Welcome to our first quarterly newsletter for 2018
Most asset classes have experienced a volatile first quarter. The FTSE 100 was down 7.7%, the DAX was down 6.02% and the S&P was down 2.04%. For some bonds, performance has been even worse. There are many reasons for this; a rising interest rate environment, G7 economies that are all at or close to full capacity, record low unemployment and last but not least the geo-political situation.
This confirms the fact that as an asset class overall it is difficult to beat the risk-reward profile of bridge finance. Despite not being fully invested (and we’ll come back later to the reason for this) the fund returned a solid 2.1% for the quarter.
2017 was a great year for bridging, with the market growing to £5bn for the full year and this in spite a comparatively flat wider housing market and the first interest rate rise in ten years.
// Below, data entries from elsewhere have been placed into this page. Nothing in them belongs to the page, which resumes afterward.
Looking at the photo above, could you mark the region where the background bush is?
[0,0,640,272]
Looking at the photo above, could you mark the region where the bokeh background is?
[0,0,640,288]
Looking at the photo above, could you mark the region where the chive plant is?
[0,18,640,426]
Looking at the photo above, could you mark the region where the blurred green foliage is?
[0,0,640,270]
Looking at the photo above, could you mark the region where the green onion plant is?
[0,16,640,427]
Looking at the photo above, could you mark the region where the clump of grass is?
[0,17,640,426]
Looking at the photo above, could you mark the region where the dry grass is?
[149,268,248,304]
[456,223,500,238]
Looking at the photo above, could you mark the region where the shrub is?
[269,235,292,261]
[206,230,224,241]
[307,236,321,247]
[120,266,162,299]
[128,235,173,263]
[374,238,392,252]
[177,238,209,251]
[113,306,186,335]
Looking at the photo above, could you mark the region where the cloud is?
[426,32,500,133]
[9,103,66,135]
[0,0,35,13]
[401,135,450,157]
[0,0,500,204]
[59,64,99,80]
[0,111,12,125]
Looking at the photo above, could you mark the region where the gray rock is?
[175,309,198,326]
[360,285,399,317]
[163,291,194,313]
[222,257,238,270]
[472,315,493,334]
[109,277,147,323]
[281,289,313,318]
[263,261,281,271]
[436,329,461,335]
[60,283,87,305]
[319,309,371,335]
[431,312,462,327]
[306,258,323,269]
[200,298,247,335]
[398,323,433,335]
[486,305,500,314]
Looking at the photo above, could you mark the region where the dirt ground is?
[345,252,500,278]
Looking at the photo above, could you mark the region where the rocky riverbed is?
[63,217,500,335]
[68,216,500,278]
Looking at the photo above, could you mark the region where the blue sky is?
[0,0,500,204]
There is no doubt that British households have been hit by a squeeze in their spending power after the Brexit vote pushed up inflation.
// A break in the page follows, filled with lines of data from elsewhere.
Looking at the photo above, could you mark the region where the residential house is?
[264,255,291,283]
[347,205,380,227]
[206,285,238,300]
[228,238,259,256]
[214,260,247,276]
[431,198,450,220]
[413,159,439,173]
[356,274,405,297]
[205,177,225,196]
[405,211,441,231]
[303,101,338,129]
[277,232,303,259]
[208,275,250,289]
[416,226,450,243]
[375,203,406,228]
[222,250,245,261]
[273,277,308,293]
The latest RICS results point to housing transactions remaining relatively subdued over the coming months despite some more positive comments from contributors to the survey. House prices edged upwards at a national level according to the survey, but sellers of top-end homes in particular were struggling to achieve asking prices, the Rics said. Of the estate agents surveyed, 67% said the sales price achieved on homes priced at £1m or more had come in below asking price. The figure dropped to 56% of agents for properties listed between £500,000 and £1m.
Property markets outside London and the South East are offering property investors better rental yields and even opportunities for capital growth at the time when the capital is offering none. For the wider market house price growth remains likely and that is a simple function of demand and supply.
The reason we were not fully invested over the quarter was that for a couple weeks we were working on a large and particularly profitable loan for the fund, at the end it turned out we could not get comfortable enough with the valuation that we received. Our first priority is always to make sure we are certain that should things go wrong we will always recoup our capital and interest.
Lastly, we are pleased to announce that Edoardo Conti, a senior analyst previously working for the Safra Group, will be joining us on the 1st of May to further strengthen the team and we wish him the best of luck.